Inputs Page
All currently known MIDI ports able to receive MIDI data are listed here. This configuration is saved as part of the Global Rack file.
Select Input Ports
Select any ports you want to use for recording phrases with Synfire by checking the respective box. It will turn red. Any input received on those ports should make the MIDI connector icon on the top toolbar flicker. Note however, that only incoming note messages are indicated.
If you connected hardware to your computer that does not appear in the list, check your cabling and USB driver setup and press the Reset button on the top toolbar to refresh the list.
Loopback Drivers
So-called Virtual MIDI Cables, or loopback drivers, can be used to route the MIDI output of Synfire to other software on your computer, for example a DAW. It also works the other way around. On the Mac, this is the IAC Driver made by Apple. For Microsoft Windows, there is a small selection of drivers available, for example LoopBe by nerds.de, or MIDI Yoke, and others.
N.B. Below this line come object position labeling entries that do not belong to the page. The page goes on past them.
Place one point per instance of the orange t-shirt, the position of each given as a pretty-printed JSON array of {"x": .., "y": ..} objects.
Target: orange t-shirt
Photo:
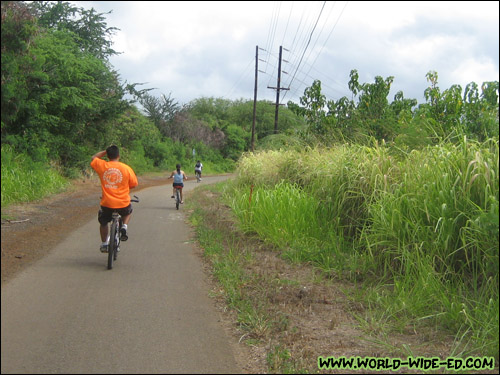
[{"x": 116, "y": 181}]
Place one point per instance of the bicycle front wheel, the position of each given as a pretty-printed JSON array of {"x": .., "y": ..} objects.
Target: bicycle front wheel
[{"x": 113, "y": 243}]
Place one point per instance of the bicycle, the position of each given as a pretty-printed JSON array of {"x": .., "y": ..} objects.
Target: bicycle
[
  {"x": 115, "y": 236},
  {"x": 177, "y": 196}
]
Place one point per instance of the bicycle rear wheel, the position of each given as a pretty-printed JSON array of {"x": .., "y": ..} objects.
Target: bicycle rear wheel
[{"x": 113, "y": 243}]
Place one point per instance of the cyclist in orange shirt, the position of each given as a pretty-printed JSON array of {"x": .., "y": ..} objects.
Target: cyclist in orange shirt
[{"x": 116, "y": 181}]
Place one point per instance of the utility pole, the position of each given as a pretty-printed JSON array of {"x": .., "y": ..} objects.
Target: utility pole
[
  {"x": 255, "y": 94},
  {"x": 278, "y": 89}
]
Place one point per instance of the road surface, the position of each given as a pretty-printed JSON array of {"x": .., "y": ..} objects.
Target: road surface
[{"x": 150, "y": 314}]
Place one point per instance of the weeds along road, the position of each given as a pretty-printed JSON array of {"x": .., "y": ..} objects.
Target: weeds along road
[{"x": 150, "y": 314}]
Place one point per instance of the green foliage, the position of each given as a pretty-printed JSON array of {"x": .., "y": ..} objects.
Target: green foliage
[
  {"x": 447, "y": 115},
  {"x": 24, "y": 180},
  {"x": 87, "y": 27},
  {"x": 424, "y": 222}
]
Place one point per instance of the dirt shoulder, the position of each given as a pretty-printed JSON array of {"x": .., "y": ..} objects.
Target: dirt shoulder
[{"x": 31, "y": 230}]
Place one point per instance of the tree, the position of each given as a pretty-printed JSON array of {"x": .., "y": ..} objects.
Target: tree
[{"x": 89, "y": 29}]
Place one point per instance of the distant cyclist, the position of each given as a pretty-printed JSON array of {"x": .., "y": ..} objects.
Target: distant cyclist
[
  {"x": 179, "y": 177},
  {"x": 197, "y": 168},
  {"x": 116, "y": 181}
]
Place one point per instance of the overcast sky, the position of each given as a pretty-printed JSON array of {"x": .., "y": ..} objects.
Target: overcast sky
[{"x": 207, "y": 49}]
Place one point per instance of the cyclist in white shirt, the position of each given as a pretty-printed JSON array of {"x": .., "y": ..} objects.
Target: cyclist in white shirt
[
  {"x": 197, "y": 168},
  {"x": 179, "y": 177}
]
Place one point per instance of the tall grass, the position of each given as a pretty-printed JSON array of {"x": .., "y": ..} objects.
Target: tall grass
[
  {"x": 425, "y": 222},
  {"x": 24, "y": 180}
]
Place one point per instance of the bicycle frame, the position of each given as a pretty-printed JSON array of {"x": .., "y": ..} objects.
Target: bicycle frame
[
  {"x": 115, "y": 236},
  {"x": 177, "y": 196}
]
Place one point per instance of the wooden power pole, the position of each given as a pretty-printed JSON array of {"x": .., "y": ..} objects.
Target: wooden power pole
[
  {"x": 255, "y": 94},
  {"x": 278, "y": 89}
]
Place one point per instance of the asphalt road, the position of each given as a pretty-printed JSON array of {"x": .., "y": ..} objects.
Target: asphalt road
[{"x": 150, "y": 314}]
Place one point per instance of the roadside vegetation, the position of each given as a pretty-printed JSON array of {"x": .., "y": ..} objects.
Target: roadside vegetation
[{"x": 398, "y": 199}]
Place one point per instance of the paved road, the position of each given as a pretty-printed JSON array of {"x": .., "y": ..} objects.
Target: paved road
[{"x": 149, "y": 314}]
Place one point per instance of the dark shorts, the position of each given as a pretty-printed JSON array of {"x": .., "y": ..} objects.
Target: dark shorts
[{"x": 104, "y": 215}]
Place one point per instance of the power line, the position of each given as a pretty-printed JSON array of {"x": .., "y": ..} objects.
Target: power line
[{"x": 308, "y": 42}]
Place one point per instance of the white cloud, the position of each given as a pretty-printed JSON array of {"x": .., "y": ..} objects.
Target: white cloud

Since these drivers bounce back to Synfire all data they just received from Synfire, there is a high risk of an infinite loop to occur, if at the same time Midi Through is enabled (Feedback). This infinite loop puts an extreme load on the Audio Engine. To prevent this, please mark such ports as Loopback.
Settings
- MIDI Through: If enabled, incoming MIDI data is forwarded immediately to the instrument that was last selected. This is helpful when you want to play the currently selected instrument with an external MIDI keyboard.
- Verify MIDI Input on Start-up
- If enabled, Synfire will issue a warning on start-up if it can not find any MIDI ports enabled for input.
- Compensate Latency During Recording
- After a recording finished, Synfire analyzes the Take for timing problems and corrects these automatically. You can disable this, if you feel it leads to undesired results.
- Use Audio Engine For MIDI Input
- The Audio Engine supports a tighter timing than the user interface application of Synfire. This option makes the Engine receive incoming MIDI data and forward it to Synfire with timestamps already applied. You can disable this, if you experience problems on Windows with sharing USB MIDI drivers among multiple programs.
- Snap Input To Harmony
- Snaps all MIDI input to the current vertical scale. This mode is active only during recording, live chord detection and palette playback. If a global Keyboard Split is set, only notes greater or equal this split are snapped to scale during Live Chord Detection. Of course all this only makes sense when a Harmony parameter is already present.
- Operate Drone in MIDI Mode
- A Drone can optionally be operated in MIDI-only mode. If so it will no longer host an audio plug-in, but receive and forward MIDI data only. Consider using a MIDI Drone instead.